Originally, I wanted to buy a different album off of a Discogs seller, but I added this to my basket as they had a minimum required purchase value and it was the cheapest CD in their catalogue. When I first heard **Catharsis**, I knew I made the right choice to buy the album; the instrumentals have that same ambience that I described in the first paragraph while the vocalist is screeching like a lost soul wandering through Tartarus. It fits the style exceptionally well while leaving a feeling of melancholy and eeriness behind.
After being simply a background instrument for two tracks, the drums take the full focus in this third one, **Drowned Out**. Though the vocalist's tortured screams are the same, the songs feels different to the first two and marks a change in the album itself.

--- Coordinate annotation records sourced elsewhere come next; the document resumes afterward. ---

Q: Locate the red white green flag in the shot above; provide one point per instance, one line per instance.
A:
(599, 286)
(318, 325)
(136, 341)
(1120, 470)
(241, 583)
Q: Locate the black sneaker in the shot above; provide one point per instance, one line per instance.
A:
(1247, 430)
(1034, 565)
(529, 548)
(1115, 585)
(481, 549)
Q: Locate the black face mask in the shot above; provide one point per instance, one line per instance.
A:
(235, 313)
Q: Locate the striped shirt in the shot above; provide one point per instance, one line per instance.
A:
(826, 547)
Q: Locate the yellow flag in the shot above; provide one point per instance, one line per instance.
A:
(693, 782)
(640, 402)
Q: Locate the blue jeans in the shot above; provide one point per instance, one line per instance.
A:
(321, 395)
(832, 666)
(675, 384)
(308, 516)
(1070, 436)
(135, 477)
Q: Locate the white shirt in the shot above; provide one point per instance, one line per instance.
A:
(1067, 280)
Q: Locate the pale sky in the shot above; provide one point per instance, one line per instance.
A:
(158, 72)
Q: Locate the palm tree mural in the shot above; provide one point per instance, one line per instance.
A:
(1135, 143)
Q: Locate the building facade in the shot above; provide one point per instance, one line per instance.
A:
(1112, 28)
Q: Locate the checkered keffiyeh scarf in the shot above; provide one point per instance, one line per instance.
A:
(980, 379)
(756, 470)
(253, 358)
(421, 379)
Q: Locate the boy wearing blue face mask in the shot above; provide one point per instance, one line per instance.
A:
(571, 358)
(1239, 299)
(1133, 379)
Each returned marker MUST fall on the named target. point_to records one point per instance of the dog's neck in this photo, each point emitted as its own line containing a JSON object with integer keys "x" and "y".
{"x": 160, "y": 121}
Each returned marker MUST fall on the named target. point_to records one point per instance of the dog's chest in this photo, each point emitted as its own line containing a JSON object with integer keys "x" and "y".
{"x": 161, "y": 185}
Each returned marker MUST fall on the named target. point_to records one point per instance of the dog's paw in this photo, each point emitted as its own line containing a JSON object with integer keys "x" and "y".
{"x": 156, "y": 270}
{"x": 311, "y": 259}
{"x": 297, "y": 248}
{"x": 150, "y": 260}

**Unreached Soul** takes a more groovy approach in terms of drums and bass. Around the three-and-a-half minute mark, a secodary screech pleasantly surprises the listener, sounding about as tortured as the main vocal track. After a relatively fast-paced start, **Unreached Soul** slows down considerably.
Finally, **Hearthealer (As It All Crumbles)**, the last track. With it's 14:16 minutes, it makes up roughly a third of the entire album. Starting with an acoustic guitar intro that is shortly joined by the drums and bass, until around 2:00 minutes, the first vocal lines are heard. As with the previous tracks, the vocalist's kvlt screams pierce right through the song. I especially love the scream at arodn 4:30 minutes. Sadly, I don't like the outro to the track as it gets increasingly louder and decreasingly well produced.
Overall, I am glad I purchased the album, even though I have not ever heard of it before. I will listen to it in full again, and all five tracks found their well-deserved place on my playlist.